Unfortunately for these hypocritical hangers-on, an association with Trump doesn’t exactly curry favor with the A-list entertainment crowd. Sean Spicer learned this the hard way last Sunday night, when he was inexplicably asked to appear at the Emmys, milking his dishonest and shameful stint as White House press secretary for laughs. Initially, Spicer’s craven lunge for the spotlight seemed to be going well, with Page Six reporting that he was “the belle of the ball at the after-parties”—reportedly mingling with the likes of Ben Affleck, Alex Baldwin, and James Corden. Spicer’s decision to participate in the ceremony spoke to his poor character, and his willingness to suck up to so-called coastal elites in the hopes of scoring a second act.
Sadly for Sean, redemption doesn’t appear to be in the cards—as evidenced by the swift backlash against his cheesy skit. The Daily Beast’s Kevin Fallon joined the choir of celebrities, critics, and civilians criticizing Spicer, writing, “Former Trump staffers making light of the administration only after they’ve left the White House and their jobs are no longer at risk does not absolve them of their complicity in the international dumpster fire they were more than happy to pour gasoline over while they were still getting a paycheck… This dude does not get to be a folk hero.” No matter how desperately they want to go Hollywood, it seems like fired/retired members of the Trump administration are going to have to resign themselves to under-unemployment and infamy.

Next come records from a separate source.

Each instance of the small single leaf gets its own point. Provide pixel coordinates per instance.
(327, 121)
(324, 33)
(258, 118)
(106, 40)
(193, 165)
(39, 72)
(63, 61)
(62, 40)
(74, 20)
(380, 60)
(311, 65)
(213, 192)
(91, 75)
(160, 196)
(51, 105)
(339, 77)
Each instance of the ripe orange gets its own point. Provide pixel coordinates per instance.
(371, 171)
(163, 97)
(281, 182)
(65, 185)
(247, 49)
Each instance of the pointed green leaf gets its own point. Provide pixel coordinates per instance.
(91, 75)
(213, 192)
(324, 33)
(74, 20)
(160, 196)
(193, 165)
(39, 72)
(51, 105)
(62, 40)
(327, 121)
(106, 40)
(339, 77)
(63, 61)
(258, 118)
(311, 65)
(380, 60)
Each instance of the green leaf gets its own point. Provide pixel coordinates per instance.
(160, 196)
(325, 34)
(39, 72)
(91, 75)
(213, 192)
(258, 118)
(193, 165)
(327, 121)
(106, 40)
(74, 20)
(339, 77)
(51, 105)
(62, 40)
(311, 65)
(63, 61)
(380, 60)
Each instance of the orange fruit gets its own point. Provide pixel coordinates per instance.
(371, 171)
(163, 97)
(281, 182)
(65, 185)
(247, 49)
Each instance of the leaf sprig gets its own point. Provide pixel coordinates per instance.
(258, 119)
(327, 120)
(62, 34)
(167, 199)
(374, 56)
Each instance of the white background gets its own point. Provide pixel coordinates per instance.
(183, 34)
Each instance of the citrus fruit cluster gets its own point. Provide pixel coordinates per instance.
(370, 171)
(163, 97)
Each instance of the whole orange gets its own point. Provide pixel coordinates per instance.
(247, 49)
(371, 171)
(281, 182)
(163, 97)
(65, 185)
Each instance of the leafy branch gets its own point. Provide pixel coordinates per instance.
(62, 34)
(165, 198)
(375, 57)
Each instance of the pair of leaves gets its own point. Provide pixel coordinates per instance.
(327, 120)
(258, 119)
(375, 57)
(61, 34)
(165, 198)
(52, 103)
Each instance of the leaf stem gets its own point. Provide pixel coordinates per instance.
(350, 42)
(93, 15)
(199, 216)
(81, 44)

It’s no wonder that Trumpsters would trade anything, including their non-existent integrity, for a Hollywood project or a selfie with a TV star. After all, they’ve all sworn allegiance to a man whose chief ideological consistency is his obsession with all things fame or fame-adjacent. Donald Trump’s storied history as a Hollywood hanger-on is as well-documented as it is pathetic.
For a man who critiques “liberal movie people,” our Razzie award-winning president sure has spent a lot of time chasing the spotlight. In addition to The Apprentice, Trump pitched a multitude of horrible-sounding reality TV shows over the course of his career. When he wasn’t trying to get himself or his business on primetime television, Trump was busy posing as his own publicist in order to brag about all the celebrities who wanted to date him. In 1991, John Miller, one of Trump’s alleged publicist alter egos, called People to detail Trump’s allegedly star-studded sex life. “Actresses,” Miller reportedly swore, “just call to see if they can go out with him and things.” The publicist further claimed that Kim Basinger and Madonna had been trying to date Trump. (Both claims were untrue.)

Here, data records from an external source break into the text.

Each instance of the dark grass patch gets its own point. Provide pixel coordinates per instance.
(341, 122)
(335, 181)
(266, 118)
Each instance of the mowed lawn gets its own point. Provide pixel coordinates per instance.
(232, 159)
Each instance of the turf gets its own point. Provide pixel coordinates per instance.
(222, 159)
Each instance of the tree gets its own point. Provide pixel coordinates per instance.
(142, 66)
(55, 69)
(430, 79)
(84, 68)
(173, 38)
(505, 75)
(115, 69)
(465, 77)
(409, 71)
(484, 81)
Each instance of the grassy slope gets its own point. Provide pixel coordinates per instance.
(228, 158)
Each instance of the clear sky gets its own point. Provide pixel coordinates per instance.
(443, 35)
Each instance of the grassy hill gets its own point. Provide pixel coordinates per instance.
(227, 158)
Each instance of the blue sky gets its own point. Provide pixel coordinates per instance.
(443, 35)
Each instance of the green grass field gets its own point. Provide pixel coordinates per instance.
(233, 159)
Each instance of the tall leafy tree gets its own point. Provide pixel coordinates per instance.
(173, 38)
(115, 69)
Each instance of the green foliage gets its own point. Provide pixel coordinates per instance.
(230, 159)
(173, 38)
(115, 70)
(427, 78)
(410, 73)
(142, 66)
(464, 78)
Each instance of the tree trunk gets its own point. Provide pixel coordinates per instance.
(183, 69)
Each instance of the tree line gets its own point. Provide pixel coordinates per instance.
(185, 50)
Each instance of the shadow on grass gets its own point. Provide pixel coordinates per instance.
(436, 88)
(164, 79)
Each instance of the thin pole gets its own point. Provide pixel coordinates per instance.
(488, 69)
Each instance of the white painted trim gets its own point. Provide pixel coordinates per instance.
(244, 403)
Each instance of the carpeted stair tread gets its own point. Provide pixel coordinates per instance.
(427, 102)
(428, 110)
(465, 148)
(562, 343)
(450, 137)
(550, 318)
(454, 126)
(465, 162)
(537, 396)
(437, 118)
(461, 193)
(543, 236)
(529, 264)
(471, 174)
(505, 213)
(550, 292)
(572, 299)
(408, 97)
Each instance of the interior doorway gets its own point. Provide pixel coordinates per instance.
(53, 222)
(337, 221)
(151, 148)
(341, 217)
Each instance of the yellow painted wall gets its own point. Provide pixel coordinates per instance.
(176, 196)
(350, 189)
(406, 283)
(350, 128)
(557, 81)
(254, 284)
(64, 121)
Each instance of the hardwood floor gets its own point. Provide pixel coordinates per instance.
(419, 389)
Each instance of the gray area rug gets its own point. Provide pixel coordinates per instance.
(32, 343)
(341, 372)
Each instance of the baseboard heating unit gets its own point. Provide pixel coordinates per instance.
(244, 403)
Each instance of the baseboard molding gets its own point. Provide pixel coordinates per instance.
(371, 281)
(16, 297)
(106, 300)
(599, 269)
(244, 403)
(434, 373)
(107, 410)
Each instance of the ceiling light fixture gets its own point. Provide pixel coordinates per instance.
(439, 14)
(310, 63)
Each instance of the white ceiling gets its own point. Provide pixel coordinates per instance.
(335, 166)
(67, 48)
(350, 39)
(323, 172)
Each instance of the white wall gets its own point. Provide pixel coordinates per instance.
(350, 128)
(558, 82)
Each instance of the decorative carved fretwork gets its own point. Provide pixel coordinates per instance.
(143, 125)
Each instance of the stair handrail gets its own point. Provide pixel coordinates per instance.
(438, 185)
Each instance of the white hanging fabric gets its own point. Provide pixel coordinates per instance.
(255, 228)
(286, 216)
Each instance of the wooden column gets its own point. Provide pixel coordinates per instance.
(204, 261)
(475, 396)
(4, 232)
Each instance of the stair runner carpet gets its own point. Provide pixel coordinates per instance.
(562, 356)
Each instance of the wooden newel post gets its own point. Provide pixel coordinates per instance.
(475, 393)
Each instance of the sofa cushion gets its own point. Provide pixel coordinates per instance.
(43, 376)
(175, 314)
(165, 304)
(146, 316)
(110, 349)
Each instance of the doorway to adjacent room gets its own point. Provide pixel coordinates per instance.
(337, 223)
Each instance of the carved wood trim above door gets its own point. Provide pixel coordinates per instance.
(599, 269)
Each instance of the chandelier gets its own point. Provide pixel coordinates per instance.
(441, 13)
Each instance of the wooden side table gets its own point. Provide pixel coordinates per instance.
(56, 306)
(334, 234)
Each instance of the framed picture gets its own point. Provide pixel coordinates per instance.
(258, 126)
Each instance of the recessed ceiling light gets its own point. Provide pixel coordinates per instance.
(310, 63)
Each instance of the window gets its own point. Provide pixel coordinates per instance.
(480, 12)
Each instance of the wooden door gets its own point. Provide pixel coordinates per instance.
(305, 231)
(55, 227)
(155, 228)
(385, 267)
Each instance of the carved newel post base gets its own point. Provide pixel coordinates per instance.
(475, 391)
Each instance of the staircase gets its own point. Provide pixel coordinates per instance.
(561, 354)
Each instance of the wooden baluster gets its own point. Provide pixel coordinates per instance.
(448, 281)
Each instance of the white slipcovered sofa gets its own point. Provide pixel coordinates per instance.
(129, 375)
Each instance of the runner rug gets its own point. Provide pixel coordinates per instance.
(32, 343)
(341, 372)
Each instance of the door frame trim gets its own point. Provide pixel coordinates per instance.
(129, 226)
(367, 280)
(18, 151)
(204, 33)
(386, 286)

Incapable of bagging a real-life A-list girlfriend, Trump later turned to Twitter, a refuge for wannabes and outsiders everywhere. He’s shared his opinions on numerous entertainment world happenings, chiming in on Kristen Stewart and Robert Pattinson’s relationship and advising Miley Cyrus not to “worry about Liam.” It seems that the A-listers who Trump tweeted about weren’t texting him back or offering to hang out at Trump Tower—so he had to console himself with the has-beens who agreed to appear on The Celebrity Apprentice.
Perhaps nobody’s said it better than George Clooney, self-appointed Trump administration shit-stirrer. “Donald Trump has 22 acting credits,” Clooney proclaimed. “He collects $120,000 a year in his Screen Actors Guild pension fund. He is a Hollywood elitist”—a Hollywood elitist who everyone in Hollywood hates.